Engineering an Advanced ELT Pipeline for Optimizing Stock Portfolios

Published in

The Deep Hub

9 min readApr 7, 2024

PostgreSQL blue elephant standing on coins while overseeing the stock market. Money is flying in the air and three businessmen are holding briefcases while lookup at the elephant | Source: Author using Microsoft Designer

· Introduction
· The Imperative for Efficiency
· Architectural Blueprint
∘ — Why ELT?
∘ — Data Extraction
∘ — Data Loading
∘ — Data Quality & Integrity
∘ — Data Transformation
· Stock Prediction Model
∘ — Mean-Variance Optimization (MVO)
∘ — Input Parameters
∘ — Demonstration
∘ — Results
· Conclusion

Introduction

In today’s ever-changing financial markets, optimizing stock portfolios has become more important than ever. As an investor, I frequently find it challenging not only to choose which assets to invest in but also to determine the appropriate allocation for each one. In this article, I’ll walk you through the detailed process of constructing a robust Extract, Load, Transform (ELT) pipeline specifically aimed at enhancing portfolio performance by optimizing asset allocation. By the end of this article, you’ll understand what I’m doing, why I’m doing it, and how it can help you with your investments. Let’s get into it!

The Imperative for Efficiency

In the realm of portfolio management, the efficacy of decision-making hinges upon the timely availability and accuracy of data. Recognizing this imperative, the development of an ELT pipeline assumes pivotal significance. In conceptualizing this pipeline, my aim was to divide it into two distinct segments, each honing in on a specific objective.

Data Focused (upstream process): Retrieve pertinent stock data from a dependable data source and securely store it in a database.
Analysis Focused (downstream process): Leverage stored data to identify the most advantageous asset allocation for an investment portfolio, customized to the chosen stocks.

Architectural Blueprint

I architected this pipeline with the flexibility to utilize either local storage or cloud storage, providing adaptability to suit the specific needs and preferences of the project. This design choice empowers seamless integration into existing infrastructure setups while accommodating cost, scalability, and accessibility requirements.

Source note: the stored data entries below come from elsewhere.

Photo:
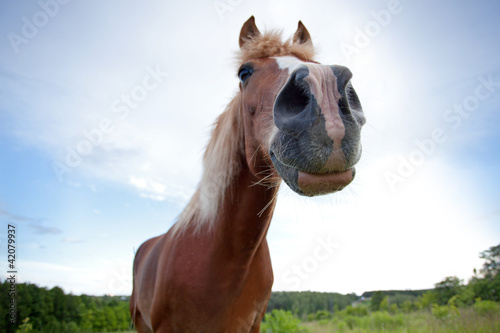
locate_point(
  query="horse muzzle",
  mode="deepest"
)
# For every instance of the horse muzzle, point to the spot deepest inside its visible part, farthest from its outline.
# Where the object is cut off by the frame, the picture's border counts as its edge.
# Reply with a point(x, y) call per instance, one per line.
point(318, 118)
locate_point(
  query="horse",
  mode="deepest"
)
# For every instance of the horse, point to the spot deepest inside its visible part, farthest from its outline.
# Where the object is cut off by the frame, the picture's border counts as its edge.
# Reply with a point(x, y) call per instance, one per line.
point(293, 119)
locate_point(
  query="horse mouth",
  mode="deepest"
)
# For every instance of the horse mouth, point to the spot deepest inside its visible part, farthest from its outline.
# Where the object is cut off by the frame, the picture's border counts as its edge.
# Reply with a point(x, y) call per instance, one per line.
point(311, 184)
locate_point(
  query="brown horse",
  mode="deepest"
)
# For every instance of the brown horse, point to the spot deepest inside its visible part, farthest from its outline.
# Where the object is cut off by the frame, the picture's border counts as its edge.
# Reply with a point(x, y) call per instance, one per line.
point(293, 119)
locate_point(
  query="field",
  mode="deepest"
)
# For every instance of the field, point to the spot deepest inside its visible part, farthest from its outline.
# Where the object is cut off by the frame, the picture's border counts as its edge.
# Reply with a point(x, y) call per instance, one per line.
point(465, 321)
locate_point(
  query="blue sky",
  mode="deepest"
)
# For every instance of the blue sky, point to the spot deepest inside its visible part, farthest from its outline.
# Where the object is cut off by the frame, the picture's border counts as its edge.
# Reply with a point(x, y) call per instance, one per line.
point(152, 77)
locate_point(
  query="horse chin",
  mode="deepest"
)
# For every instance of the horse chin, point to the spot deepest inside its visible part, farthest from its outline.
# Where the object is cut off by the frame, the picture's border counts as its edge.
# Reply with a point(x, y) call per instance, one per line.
point(312, 184)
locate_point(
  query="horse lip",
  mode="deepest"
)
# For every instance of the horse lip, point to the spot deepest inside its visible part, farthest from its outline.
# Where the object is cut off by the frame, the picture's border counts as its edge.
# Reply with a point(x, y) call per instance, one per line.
point(312, 184)
point(317, 184)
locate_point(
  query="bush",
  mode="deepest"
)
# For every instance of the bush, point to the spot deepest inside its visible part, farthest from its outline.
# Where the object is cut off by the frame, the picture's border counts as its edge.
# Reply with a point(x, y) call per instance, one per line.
point(280, 321)
point(358, 311)
point(485, 308)
point(444, 312)
point(383, 320)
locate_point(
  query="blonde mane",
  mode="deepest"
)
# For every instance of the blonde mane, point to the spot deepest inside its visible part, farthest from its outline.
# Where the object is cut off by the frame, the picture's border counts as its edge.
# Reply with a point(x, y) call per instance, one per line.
point(225, 150)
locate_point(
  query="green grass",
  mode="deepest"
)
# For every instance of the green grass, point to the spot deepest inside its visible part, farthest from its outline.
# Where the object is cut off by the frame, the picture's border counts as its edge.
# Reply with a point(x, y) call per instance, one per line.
point(468, 320)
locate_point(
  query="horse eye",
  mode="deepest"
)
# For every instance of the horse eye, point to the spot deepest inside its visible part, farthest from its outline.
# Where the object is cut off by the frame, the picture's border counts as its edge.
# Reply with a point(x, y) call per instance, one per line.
point(244, 74)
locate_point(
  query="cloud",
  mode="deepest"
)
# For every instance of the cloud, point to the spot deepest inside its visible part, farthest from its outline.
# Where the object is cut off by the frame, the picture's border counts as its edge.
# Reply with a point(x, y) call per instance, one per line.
point(33, 222)
point(41, 230)
point(70, 240)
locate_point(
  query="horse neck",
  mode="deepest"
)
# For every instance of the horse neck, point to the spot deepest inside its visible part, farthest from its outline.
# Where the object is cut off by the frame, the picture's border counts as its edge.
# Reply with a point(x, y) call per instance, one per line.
point(245, 215)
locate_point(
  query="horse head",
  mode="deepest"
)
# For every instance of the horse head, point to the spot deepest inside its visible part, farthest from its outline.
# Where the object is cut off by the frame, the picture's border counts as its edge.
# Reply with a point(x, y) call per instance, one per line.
point(301, 119)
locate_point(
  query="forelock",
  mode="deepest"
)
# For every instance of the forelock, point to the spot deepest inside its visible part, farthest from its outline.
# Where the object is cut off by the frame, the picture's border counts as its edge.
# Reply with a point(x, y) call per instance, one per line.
point(271, 44)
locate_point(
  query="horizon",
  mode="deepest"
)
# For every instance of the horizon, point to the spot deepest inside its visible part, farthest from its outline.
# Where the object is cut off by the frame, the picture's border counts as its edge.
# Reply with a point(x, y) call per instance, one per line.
point(105, 111)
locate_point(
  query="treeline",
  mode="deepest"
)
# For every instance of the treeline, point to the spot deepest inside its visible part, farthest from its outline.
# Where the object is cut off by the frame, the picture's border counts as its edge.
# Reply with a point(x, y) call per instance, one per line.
point(305, 302)
point(452, 291)
point(51, 310)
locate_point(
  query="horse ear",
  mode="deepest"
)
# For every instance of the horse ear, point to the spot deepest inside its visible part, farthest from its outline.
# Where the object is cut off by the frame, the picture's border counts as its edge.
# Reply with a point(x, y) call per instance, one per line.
point(248, 31)
point(302, 35)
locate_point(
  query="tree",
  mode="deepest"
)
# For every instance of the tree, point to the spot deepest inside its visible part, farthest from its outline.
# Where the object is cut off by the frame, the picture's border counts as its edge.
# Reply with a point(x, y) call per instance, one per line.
point(491, 267)
point(447, 288)
point(377, 298)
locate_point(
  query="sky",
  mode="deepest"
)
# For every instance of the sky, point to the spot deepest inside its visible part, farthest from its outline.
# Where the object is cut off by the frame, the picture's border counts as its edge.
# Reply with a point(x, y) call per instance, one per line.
point(106, 108)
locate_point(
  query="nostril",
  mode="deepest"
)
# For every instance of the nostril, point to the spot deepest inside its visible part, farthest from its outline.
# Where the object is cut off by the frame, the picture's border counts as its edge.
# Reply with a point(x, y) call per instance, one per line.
point(293, 98)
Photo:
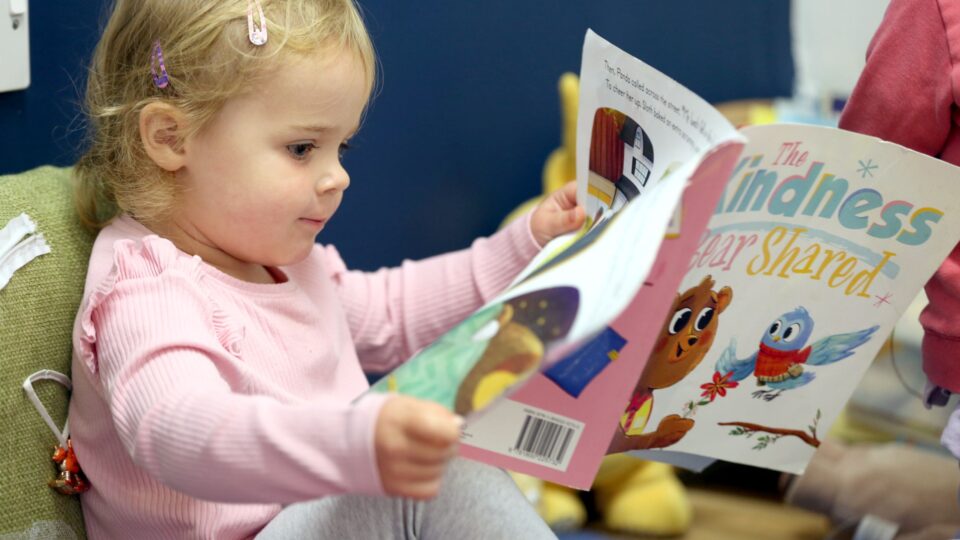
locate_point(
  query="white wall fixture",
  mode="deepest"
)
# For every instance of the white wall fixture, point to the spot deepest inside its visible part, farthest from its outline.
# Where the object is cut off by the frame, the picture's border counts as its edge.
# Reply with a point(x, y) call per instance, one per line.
point(14, 45)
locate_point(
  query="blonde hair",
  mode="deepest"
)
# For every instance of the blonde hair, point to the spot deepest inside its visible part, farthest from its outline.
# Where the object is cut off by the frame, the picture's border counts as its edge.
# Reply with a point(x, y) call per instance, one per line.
point(209, 59)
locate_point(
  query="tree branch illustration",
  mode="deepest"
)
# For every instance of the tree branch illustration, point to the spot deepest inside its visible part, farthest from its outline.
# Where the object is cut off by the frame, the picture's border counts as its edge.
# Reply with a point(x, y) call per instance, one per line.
point(749, 429)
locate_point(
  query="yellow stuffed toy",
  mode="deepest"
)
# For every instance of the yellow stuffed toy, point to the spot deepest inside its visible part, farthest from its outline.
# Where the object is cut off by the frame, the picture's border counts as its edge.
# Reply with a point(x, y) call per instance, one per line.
point(631, 495)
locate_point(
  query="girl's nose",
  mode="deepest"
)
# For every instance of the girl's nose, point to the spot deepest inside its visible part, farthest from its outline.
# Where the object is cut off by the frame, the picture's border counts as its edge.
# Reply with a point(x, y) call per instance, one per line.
point(334, 181)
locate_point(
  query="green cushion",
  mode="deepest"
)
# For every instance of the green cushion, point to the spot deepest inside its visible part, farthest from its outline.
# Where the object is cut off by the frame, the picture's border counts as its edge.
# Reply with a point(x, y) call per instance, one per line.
point(37, 309)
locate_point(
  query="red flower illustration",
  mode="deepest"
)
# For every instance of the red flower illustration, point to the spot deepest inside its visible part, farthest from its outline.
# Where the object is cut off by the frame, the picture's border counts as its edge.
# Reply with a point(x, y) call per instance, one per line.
point(718, 386)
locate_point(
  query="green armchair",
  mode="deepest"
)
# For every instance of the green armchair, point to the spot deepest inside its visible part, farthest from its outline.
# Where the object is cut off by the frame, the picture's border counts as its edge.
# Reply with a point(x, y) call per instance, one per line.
point(37, 308)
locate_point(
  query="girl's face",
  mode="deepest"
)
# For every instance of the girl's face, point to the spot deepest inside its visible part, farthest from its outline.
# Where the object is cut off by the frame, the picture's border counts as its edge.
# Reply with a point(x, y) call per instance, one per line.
point(264, 177)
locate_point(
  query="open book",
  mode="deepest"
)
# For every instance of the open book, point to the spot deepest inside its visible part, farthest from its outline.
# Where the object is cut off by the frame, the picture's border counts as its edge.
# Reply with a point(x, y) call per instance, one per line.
point(727, 295)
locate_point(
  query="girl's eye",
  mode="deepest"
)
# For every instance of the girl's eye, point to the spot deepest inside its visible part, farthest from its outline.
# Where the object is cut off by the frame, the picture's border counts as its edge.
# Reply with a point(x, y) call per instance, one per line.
point(300, 151)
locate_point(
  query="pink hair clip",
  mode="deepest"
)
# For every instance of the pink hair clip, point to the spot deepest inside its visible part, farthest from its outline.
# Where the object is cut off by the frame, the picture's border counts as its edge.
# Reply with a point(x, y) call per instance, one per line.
point(161, 80)
point(258, 35)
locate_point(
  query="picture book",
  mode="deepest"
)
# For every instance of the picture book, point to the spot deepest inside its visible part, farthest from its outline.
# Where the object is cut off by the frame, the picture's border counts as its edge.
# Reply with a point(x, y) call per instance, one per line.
point(730, 290)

ELT architecture for ingesting stock data, storing it in either a cloud or local database, and performing portfolio optimization | Source: Author using Excalidraw

Why ELT?

Instead of adhering to the conventional Extract, Transform, Load (ETL) pipeline, I opted for an alternative approach by choosing an Extract, Load, Transform (ELT) architecture which helps with the following:

Scalability: ELT leverages the processing power of the target database, allowing it to handle large volumes of data more efficiently.
Simplified Architecture: ELT simplifies the data pipeline architecture by consolidating the transformation process within the database environment. This can lead to easier maintenance and management of the data pipeline.
Cost-Effectiveness: ELT often proves to be more cost-effective because it utilizes existing database infrastructure for transformation tasks as opposed to managing separate transformation servers or expensive ETL tools.

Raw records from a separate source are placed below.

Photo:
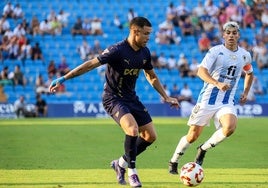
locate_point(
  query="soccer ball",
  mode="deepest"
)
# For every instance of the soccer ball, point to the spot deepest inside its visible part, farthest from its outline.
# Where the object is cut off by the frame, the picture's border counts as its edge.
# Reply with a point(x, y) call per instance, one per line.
point(192, 174)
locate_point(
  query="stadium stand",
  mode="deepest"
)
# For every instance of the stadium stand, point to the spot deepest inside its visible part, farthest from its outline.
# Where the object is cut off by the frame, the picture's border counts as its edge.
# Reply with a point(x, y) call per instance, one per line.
point(89, 86)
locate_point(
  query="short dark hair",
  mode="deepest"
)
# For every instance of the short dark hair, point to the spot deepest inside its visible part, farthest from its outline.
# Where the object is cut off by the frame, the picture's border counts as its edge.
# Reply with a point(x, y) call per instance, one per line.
point(140, 21)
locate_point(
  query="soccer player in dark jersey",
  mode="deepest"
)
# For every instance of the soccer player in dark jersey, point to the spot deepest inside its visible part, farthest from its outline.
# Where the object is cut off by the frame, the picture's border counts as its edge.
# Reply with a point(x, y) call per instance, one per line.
point(124, 61)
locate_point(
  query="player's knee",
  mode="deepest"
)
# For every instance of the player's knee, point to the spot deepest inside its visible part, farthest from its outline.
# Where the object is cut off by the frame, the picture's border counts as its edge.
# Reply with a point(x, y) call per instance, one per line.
point(191, 138)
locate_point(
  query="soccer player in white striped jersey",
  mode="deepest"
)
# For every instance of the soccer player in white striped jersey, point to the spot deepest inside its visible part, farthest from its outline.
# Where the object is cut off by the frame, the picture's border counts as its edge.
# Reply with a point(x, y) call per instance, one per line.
point(220, 70)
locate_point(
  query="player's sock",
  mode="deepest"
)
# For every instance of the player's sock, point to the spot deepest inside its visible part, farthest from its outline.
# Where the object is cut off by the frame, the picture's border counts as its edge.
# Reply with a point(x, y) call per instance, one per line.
point(131, 171)
point(141, 145)
point(181, 147)
point(131, 150)
point(215, 139)
point(123, 161)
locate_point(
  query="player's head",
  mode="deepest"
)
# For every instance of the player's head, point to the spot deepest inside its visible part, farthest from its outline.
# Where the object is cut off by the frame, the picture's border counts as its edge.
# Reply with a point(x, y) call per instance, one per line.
point(231, 34)
point(140, 30)
point(230, 24)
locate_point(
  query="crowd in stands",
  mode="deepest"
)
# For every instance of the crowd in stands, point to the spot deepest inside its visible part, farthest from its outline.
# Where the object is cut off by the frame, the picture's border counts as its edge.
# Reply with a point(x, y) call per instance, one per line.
point(203, 22)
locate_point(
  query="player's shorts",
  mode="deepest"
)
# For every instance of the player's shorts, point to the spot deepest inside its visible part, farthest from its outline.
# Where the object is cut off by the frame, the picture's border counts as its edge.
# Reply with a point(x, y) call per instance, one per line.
point(116, 107)
point(201, 115)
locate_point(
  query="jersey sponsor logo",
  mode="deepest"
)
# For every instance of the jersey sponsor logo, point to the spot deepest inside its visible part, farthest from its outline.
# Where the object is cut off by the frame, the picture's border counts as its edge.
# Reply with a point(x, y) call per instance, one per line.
point(105, 51)
point(144, 61)
point(233, 57)
point(131, 72)
point(127, 61)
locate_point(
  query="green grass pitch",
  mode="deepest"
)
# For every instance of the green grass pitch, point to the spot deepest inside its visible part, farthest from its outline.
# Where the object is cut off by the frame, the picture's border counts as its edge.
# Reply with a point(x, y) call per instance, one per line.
point(76, 152)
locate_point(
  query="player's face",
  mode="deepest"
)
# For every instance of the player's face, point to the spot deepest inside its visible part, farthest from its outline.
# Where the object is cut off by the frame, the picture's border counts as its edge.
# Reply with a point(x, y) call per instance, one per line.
point(143, 36)
point(231, 36)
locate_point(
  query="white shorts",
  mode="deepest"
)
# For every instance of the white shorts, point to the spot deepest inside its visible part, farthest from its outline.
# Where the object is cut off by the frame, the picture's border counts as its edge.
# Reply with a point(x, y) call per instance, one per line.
point(201, 115)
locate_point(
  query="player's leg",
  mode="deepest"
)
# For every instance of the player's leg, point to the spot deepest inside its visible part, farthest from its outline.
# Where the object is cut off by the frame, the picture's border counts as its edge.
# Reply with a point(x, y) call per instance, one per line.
point(184, 143)
point(130, 127)
point(225, 122)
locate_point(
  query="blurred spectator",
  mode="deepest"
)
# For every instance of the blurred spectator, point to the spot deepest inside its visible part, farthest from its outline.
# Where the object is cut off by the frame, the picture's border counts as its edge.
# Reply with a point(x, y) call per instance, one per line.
point(40, 85)
point(236, 17)
point(4, 48)
point(63, 67)
point(117, 22)
point(26, 51)
point(51, 15)
point(4, 25)
point(187, 27)
point(4, 77)
point(167, 34)
point(211, 8)
point(131, 14)
point(264, 18)
point(37, 52)
point(260, 55)
point(61, 89)
point(63, 18)
point(26, 26)
point(45, 27)
point(18, 12)
point(183, 66)
point(172, 63)
point(248, 19)
point(52, 69)
point(204, 43)
point(56, 27)
point(96, 49)
point(167, 92)
point(13, 48)
point(262, 35)
point(3, 96)
point(231, 9)
point(19, 77)
point(155, 61)
point(199, 9)
point(40, 106)
point(171, 14)
point(20, 107)
point(77, 28)
point(162, 60)
point(8, 10)
point(84, 50)
point(183, 12)
point(96, 26)
point(86, 27)
point(175, 92)
point(34, 25)
point(193, 68)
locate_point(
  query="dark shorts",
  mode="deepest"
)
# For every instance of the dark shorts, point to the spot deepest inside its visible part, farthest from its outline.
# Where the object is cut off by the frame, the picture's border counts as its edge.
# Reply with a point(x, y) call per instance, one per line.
point(116, 107)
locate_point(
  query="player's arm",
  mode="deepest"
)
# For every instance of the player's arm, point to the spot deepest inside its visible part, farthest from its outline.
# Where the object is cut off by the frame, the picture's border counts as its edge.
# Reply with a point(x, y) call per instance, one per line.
point(247, 83)
point(79, 70)
point(206, 77)
point(155, 82)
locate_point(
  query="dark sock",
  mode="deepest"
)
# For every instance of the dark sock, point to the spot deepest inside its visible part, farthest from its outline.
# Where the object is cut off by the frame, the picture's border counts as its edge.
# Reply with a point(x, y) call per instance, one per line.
point(131, 150)
point(141, 145)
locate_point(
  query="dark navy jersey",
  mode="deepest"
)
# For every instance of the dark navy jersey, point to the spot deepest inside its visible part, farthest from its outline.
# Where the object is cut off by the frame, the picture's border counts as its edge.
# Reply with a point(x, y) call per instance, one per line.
point(123, 68)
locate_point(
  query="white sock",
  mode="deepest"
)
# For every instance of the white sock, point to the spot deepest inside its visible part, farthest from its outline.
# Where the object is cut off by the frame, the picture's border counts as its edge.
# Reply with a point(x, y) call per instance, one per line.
point(214, 140)
point(122, 162)
point(132, 171)
point(180, 149)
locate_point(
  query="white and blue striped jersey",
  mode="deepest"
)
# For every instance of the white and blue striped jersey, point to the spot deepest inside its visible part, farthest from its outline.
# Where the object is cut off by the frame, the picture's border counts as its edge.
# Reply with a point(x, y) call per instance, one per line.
point(225, 66)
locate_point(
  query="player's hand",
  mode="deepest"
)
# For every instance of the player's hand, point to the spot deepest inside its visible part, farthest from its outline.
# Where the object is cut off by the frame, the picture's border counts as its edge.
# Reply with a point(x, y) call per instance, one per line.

With the vast amount of stock data I was handling, my aim was to move data into the target database as fast as possible. To achieve this goal, I needed to steer clear of using external tools for data transformation. These tools often consume significant time, resources, and involve moving large volumes of data, which could slow down the process. By utilizing ELT as oppose to ETL, data movement is reduced because it is quickly transferred to the target database for subsequent data transformation. Furthermore, it allows for easy tracking of where the data comes from and how it’s been changed over time. This information is stored directly within the database, unlike ETL. By establishing clear and transparent lineage of data, organizations can maximize the value of their data assets, mitigate risks, and drive informed business outcomes.

Data Extraction

The data extraction process, conducted using Python, relied on two freely available financial APIs: Financial Modeling Prep (FMP) and Yahoo Finance (YFinance). These APIs were instrumental in gathering the necessary financial data for analysis and processing within this system.

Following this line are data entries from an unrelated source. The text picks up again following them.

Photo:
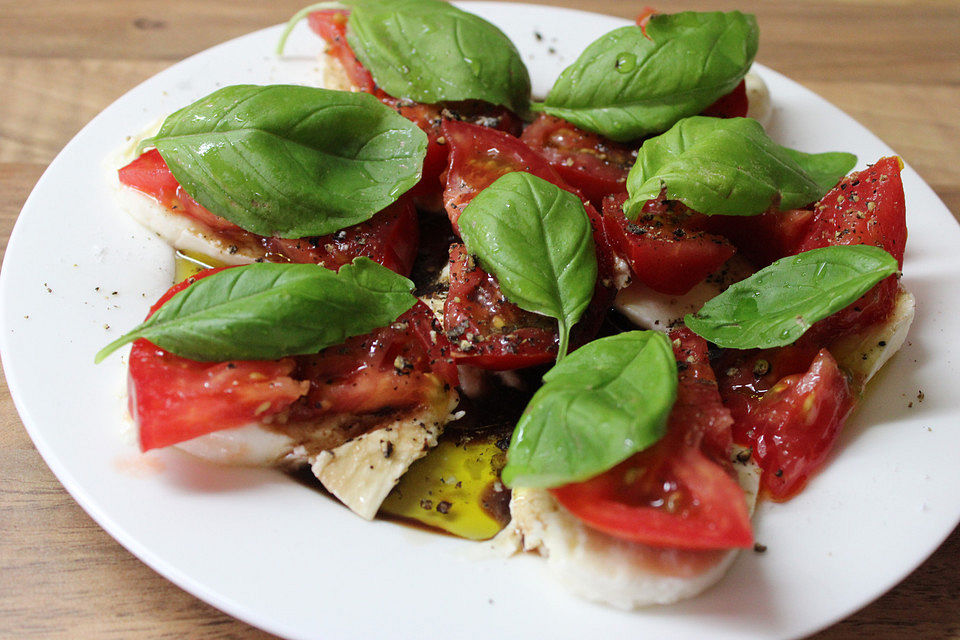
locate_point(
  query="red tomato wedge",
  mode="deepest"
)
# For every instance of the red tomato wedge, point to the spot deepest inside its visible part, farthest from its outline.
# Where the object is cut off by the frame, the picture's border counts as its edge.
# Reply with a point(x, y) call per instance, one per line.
point(673, 494)
point(792, 426)
point(867, 207)
point(390, 237)
point(150, 174)
point(665, 248)
point(174, 399)
point(732, 105)
point(331, 25)
point(596, 166)
point(488, 331)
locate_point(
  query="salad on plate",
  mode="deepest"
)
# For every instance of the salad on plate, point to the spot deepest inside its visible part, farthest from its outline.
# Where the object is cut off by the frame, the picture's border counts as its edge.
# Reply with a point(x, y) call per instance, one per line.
point(597, 326)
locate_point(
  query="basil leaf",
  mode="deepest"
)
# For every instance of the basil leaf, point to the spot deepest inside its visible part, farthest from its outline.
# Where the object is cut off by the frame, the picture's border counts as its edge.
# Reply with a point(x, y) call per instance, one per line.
point(537, 240)
point(606, 401)
point(266, 311)
point(431, 51)
point(626, 85)
point(292, 161)
point(729, 166)
point(776, 305)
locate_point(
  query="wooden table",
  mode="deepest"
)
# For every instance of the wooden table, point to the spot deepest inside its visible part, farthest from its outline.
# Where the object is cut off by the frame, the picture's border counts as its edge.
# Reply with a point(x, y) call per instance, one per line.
point(894, 65)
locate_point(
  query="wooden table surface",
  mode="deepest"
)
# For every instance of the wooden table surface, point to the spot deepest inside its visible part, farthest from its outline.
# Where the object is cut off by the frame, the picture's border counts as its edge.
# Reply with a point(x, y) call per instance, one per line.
point(894, 65)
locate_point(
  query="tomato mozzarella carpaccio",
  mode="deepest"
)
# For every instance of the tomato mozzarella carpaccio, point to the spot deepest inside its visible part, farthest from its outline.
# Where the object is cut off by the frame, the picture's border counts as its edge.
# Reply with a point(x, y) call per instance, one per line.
point(388, 371)
point(680, 492)
point(390, 237)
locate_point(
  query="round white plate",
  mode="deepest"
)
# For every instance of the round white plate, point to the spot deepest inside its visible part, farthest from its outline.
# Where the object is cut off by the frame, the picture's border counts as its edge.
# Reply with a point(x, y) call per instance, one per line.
point(276, 554)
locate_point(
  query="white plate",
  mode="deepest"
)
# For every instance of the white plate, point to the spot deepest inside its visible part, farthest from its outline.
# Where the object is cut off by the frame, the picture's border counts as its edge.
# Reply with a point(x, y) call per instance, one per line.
point(278, 555)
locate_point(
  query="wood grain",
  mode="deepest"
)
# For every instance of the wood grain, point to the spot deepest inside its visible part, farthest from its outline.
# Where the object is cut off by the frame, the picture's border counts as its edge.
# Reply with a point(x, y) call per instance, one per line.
point(893, 65)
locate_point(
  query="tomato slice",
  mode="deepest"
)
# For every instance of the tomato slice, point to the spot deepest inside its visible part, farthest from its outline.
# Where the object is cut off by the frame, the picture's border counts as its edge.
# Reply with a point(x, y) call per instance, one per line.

Blue python being used to extract financial data | Source: Author using Microsoft Designer

FMP was used to extract company information (i.e., company name, exchange, ceo, sector, industry, and market cap) which I utilized predominantly in the development of a lookup table. This table serves as a comprehensive overview of the assets present within the database, facilitating efficient and accurate data retrieval and analysis.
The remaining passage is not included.